Ari Fleischer January 9, 2003

"Our intelligence officials estimate that Saddam Hussein had the materials to produce as much as 500 tons of sarin, mustard and VX nerve agent. "
George W. Bush
January 28, 2003

"We know that Saddam Hussein is determined to keep his weapons of mass destruction, is determined to make more. "
Colin Powell
February 5, 2003

"We have sources that tell us that Saddam Hussein recently authorized Iraqi field commanders to use chemical weapons – the very weapons the dictator tells us he does not have. "
George W. Bush
February 8, 2003

"Intelligence gathered by this and other governments leaves no doubt that the Iraq regime continues to possess and conceal some of the most lethal weapons ever devised. "
George W. Bush
March 17, 2003

"Well, there is no question that we have evidence and information that Iraq has weapons of mass destruction, biological and chemical particularly . . . all this will be made clear in the course of the operation, for whatever duration it takes. "
Ari Fleisher
March 21, 2003

"There is no doubt that the regime of Saddam Hussein possesses weapons of mass destruction. And . . . as this operation continues, those weapons will be identified, found, along with the people who have produced them and who guard them. "
Gen. Tommy Franks
March 22, 2003

"One of our top objectives is to find and destroy the WMD. There are a number of sites. "
Pentagon Spokeswoman Victoria Clark
March 22, 2003

"We know where they are. They’re in the area around Tikrit and Baghdad and east, west, south and north somewhat. "
Donald Rumsfeld
March 30, 2003

"I think you have always heard, and you continue to hear from officials, a measure of high confidence that, indeed, the weapons of mass destruction will be found. "
Ari Fleischer
April 10, 2003

"We’ll find them. It’ll be a matter of time to do so. "
George W. Bush
May 3, 2003

"I’m absolutely sure that there are weapons of mass destruction there and the evidence will be forthcoming. We’re just getting it just now. "
Colin Powell
May 4, 2003

"I’m not surprised if we begin to uncover the weapons program of Saddam Hussein – because he had a weapons program. "
George W. Bush
May 6, 2003
Not much of anything?

**

I thought we knew where they are? See above.

**

Why not?

Oh yeah because they lied to you there ain’t no fucking WMD!
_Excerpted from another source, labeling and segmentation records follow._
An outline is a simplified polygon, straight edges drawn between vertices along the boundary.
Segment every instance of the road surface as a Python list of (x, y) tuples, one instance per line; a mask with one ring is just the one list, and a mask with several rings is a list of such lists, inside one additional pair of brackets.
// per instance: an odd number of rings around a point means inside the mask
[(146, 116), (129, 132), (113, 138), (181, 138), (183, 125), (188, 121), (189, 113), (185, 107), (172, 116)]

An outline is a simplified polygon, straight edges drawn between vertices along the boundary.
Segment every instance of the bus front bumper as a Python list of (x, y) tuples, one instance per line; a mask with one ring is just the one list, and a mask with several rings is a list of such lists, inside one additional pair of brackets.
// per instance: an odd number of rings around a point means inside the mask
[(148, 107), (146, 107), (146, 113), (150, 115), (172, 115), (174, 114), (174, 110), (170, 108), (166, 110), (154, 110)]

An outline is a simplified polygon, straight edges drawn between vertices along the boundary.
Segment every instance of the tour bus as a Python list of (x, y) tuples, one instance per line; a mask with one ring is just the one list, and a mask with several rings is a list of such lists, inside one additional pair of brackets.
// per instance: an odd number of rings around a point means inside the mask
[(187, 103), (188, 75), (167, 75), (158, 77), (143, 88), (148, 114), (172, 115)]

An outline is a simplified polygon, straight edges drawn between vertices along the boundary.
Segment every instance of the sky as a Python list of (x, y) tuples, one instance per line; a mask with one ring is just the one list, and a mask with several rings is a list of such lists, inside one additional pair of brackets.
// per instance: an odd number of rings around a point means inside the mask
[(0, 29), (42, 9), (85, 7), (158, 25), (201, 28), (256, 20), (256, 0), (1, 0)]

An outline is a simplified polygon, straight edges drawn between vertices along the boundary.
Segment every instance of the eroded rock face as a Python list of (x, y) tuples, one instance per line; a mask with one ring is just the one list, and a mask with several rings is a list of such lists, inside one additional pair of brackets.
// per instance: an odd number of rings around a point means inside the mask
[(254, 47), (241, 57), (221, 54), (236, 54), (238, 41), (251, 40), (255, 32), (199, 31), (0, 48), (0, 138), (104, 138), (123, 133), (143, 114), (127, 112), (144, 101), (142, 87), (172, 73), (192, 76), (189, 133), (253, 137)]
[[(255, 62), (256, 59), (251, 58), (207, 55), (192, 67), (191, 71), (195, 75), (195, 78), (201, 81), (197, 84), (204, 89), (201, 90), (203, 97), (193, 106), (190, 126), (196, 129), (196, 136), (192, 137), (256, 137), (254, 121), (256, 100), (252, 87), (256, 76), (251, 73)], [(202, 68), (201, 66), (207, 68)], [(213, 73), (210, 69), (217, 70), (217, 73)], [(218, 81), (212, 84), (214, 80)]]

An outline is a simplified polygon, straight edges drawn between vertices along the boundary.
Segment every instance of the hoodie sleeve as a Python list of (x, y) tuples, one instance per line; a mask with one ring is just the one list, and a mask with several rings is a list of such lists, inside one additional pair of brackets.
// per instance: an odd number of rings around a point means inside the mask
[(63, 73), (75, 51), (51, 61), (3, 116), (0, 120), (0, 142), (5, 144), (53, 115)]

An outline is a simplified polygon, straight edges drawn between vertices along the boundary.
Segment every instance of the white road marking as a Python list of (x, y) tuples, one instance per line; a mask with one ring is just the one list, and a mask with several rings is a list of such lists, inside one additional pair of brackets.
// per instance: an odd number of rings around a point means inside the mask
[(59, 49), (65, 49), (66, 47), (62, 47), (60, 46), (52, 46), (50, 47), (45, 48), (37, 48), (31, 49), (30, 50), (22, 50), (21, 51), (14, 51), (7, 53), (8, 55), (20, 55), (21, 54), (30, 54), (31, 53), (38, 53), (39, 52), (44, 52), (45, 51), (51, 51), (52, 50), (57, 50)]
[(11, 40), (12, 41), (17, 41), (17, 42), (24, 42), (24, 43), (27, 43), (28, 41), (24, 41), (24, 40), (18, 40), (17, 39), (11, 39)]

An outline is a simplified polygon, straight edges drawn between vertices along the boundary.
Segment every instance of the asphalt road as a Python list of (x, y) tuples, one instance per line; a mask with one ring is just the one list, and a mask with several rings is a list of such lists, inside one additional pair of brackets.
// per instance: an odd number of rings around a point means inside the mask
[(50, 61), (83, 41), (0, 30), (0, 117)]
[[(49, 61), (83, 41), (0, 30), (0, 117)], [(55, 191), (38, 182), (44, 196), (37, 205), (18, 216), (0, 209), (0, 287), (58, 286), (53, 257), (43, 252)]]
You know, that little list of quotes would work nicely in the GD.

Where ya hiding Spectre?

I didn’t know the United States was appointed the world’s judge, jury, and executioner. Especially for a guy whom we gave the gun to in the first place.

Self-appointed, of course. Evidenced by Bush setting up military tribunals to try, convict, and no doubt execute citizens of its best allies in the Iraq war: British and Australian.